Menargetkan warga di luar Asia
Para korban yang berasal lebih dari 20 negara telah dijebak dalam operasi ini dengan janji mendapatkan pekerjaan bagus. Di bawah todongan senjata, mereka dipaksa berpartisipasi dalam skema kejahatan ganda dengan menipu korban lainnya. Jika menolak, mereka akan menghadapi siksaan fisik dan psikologis.
"Sangat tidak mungkin untuk melarikan diri dari kompleks tersebut. Setiap kali Anda memasuki sebuah kompleks, mereka membeli Anda sebagai budak - jadi mereka memastikan Anda akan tinggal dan bekerja untuk mereka," kata MD Abdus Salam, korban perdagangan manusia, kepada DW.
Salam dibujuk dari Bangladesh ke Kamboja dan dipaksa melakukan penipuan selama lima bulan, di mana dia harus menghujani calon korban dengan janji romansa dan kekayaan sebelum membiarkan para penipu mengambil semua uang mereka.
Banyak dari korban penipuannya berasal dari luar Asia, termasuk orang Jerman, yang harus dia targetkan di berbagai platform media sosial atau aplikasi kencan seperti Tinder.

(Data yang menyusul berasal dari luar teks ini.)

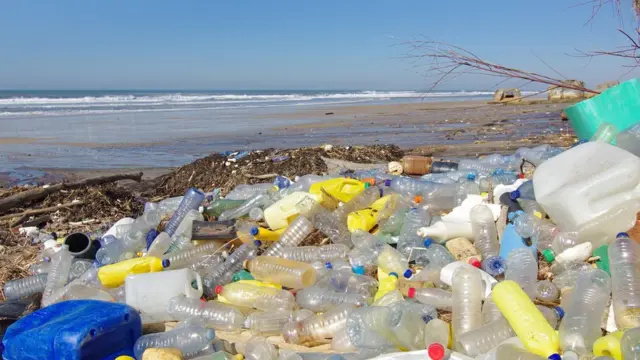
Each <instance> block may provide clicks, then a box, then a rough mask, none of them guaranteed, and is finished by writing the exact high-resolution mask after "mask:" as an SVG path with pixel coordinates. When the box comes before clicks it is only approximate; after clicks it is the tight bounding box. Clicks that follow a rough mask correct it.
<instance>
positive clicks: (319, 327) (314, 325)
mask: <svg viewBox="0 0 640 360" xmlns="http://www.w3.org/2000/svg"><path fill="white" fill-rule="evenodd" d="M387 310H388V309H387ZM354 311H355V310H354V309H353V307H352V306H351V305H348V304H344V305H340V306H337V307H335V308H333V309H331V310H329V311H327V312H325V313H324V314H321V315H316V316H312V317H310V318H307V319H305V320H303V321H301V322H297V323H294V322H290V323H288V324H286V325H285V326H284V328H283V329H282V337H283V339H284V341H286V342H288V343H290V344H304V343H308V342H312V341H319V340H326V339H330V338H332V337H333V336H334V335H335V334H337V333H338V331H340V330H342V329H344V328H345V326H346V324H347V319H348V317H349V316H350V314H352V313H353V312H354ZM350 339H351V337H350ZM354 345H355V343H354Z"/></svg>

Ia menggunakan profil palsu untuk membangun berbagai hubungan mulai dari hubungan cinta atau pertemanan, hingga mendapatkan kepercayaan dari korban penipuan.
Bagaimana cara mengetahui bahwa Anda telah ditipu?
"Jika Anda mengetahui bahwa penipu itu serakah, itu seharusnya menjadi sinyal," kata Stacy, yang meminta untuk tidak mengungkapkan nama aslinya demi alasan keamanan, kepada DW.
Stacy adalah salah satu dari sedikit orang yang bisa mendapatkan kembali uangnya, sementara banyak korban penipuan lainnya kehilangan semua asetnya.
"Jika seseorang memperkenalkan diri kepada Anda secara online dan sangat ingin berteman dengan Anda dan menunjukkan kepada Anda kehidupan mewah mereka — dan setelah beberapa hari, mereka menunjukkan kepada Anda bahwa mereka menghasilkan uang dengan mata uang kripto dan menawarkan Anda untuk menginvestasikan uang dalam mata uang kripto, saat itulah Anda harus berbalik 180 derajat dan berpaling dengan segera, karena dia pasti scammer," kata Salam.
Setelah beberapa bulan ditahan, dia berhasil melarikan diri dari kompleks tersebut. Saat ini Salam mencoba membantu pihak berwenang dan organisasi masyarakat sipil untuk menyelamatkan korban lain yang masih terperangkap di dalam kompleks.
Kewarganegaraan korban menyiratkan kewarganegaraan pedagang
Seperti yang ditunjukkan oleh laporan terbaru oleh Humanity Research Consultancy, semakin banyak korban perbudakan seperti Salam yang dibujuk dari Eropa, Afrika, atau Amerika.
Menurut Mina Chiang, hampir tidak mungkin penjahat lokal di Kamboja dan Myanmar merekrut korban tanpa bergabung dengan jaringan kriminal di negara sumber korban.
Beberapa minggu lalu, Taiwan menghukum sekelompok penyelundup yang mengirim 88 korban ke kamp penipuan Kamboja. Kelompok tersebut tidak terlibat dalam operasi penipuan di Kamboja, tetapi secara aktif memikat dan mengirim korban dari Taiwan ke Kamboja.
"Negara-negara yang telah menemukan warganya di antara para korban dalam kompleks penipuan harus membasmi pelaku domestik yang bertanggung jawab atas perdagangan mereka di sana," tambah Chiang.
Bagi Chiang dan timnya, sorotan seharusnya tertuju pada para penjahat daripada calon korban. Dengan sebagian besar aset mereka tersebar di seluruh dunia, dia mendesak otoritas internasional untuk memberikan sanksi kepada penjahat dengan membekukan aset mereka atau melabeli mereka sebagai teroris untuk memperingatkan bank.
"Orang diperdagangkan bukan karena mereka rentan, tapi karena ada pedagang manusia," kata Chiang.